Edgar de Wit
When ING published an e-book calling on the accountancy profession to seriously embrace AI, we were intrigued (see "ING over AI in de accountancy").
Automation through AI seems to be the answer to the rising regulatory pressure, combined with an increase in talent shortages. But is it really, though?
In a related Linkedin post, Daniel Traynor described how he built an AI agent for his accounts payable department. The agent scans incoming emails, extracts invoices, checks them for the correct PO number, and saves them to a shared drive for processing. Of course, we would still have to do a quick review once a day or week or so, to check if there’s anything out of the ordinary, but if that’s all, that would mean a serious 90% reduction in manual work.
Ironically, perhaps jobs are not at risk here but even more so are the apps, which we use nowadays for said tasks.
AI has always been around in some form (after all, it's a broad term), but with AI assistants and agents becoming easier to use, even finance professionals without a tech background can now benefit.
We see this at XLReporting as well. We’ve introduced an AI Assistant that helps clean, organize, and enrich datasets. Say, you want to implement a new reporting structure on top of your existing chart of accounts.
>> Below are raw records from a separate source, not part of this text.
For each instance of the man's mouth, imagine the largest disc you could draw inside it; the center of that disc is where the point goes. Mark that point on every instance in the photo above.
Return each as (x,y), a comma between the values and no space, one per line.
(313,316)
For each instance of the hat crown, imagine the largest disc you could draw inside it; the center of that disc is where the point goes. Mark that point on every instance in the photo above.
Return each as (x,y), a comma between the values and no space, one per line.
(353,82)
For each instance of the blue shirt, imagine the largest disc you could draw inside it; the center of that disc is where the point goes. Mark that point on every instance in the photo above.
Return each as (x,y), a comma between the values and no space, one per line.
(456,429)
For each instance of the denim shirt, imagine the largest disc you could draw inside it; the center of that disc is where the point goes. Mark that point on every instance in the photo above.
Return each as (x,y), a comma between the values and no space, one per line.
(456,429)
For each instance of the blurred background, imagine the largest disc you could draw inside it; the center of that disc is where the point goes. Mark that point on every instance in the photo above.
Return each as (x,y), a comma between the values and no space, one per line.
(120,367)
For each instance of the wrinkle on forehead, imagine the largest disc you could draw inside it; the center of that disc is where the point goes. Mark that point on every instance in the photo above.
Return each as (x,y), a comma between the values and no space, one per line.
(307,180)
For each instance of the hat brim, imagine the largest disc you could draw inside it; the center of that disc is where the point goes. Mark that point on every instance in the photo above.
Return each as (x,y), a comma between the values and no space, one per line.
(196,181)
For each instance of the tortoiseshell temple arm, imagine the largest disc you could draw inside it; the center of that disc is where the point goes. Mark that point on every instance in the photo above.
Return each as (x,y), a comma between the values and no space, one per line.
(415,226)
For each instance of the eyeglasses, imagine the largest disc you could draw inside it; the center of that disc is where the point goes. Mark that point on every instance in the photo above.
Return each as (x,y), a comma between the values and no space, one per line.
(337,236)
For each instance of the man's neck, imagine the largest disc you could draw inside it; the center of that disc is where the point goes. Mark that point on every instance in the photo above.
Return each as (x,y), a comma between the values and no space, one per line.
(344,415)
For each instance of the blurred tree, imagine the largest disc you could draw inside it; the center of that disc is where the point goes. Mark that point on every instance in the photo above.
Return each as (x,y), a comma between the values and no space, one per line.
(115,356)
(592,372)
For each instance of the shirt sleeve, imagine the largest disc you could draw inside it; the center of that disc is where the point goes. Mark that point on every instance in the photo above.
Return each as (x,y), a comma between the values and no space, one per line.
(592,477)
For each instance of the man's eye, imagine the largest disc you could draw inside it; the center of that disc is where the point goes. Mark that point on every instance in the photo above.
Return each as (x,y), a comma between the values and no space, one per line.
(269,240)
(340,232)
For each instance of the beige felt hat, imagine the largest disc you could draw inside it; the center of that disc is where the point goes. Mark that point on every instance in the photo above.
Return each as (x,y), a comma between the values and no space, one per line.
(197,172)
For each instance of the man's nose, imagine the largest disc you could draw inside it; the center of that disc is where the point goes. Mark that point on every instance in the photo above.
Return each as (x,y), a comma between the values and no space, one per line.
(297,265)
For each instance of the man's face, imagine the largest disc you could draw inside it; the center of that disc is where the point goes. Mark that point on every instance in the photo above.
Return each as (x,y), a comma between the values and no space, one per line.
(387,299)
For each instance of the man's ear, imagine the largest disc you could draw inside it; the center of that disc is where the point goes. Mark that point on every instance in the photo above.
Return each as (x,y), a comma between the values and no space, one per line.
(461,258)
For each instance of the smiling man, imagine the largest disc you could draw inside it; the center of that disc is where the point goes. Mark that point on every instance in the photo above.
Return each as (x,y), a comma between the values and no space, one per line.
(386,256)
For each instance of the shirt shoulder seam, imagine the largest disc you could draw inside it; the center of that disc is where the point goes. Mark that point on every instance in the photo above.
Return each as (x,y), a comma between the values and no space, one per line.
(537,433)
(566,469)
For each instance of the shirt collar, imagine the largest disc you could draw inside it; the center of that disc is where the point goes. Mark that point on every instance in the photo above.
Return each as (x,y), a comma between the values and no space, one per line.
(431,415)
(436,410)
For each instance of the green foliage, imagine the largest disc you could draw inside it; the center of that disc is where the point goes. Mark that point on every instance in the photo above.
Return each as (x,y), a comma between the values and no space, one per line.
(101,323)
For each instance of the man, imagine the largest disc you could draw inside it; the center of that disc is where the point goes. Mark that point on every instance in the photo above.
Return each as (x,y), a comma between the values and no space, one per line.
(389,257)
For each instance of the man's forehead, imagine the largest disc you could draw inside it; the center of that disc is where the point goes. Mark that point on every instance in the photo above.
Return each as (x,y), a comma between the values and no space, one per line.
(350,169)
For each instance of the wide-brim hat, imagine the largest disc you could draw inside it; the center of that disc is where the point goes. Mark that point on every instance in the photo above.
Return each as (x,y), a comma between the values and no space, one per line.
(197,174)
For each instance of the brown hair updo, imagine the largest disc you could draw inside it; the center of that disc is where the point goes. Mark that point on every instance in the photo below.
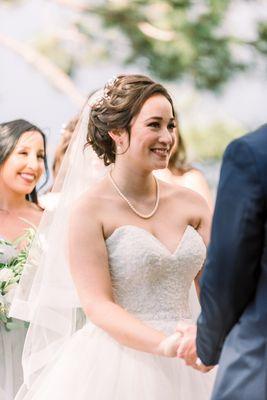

Our assistant analyzes your classifications and naming, then proposes and configures the new reporting layout.
You can also use AI inside your reporting process. For example, generate a consolidated report by cost center and then ask the AI Assistant to generate a 500-word commentary.
Yes, that is very impressive from an efficiency point of view, but what we were most intrigued by, are the new insights that surface.
Instead of riding the wave of fear that AI is replacing ‘us’, instead we like to view it as an analytical co-pilot, so to speak. After all, this is exactly what us financial professionals do best: Interpret, decide and lead.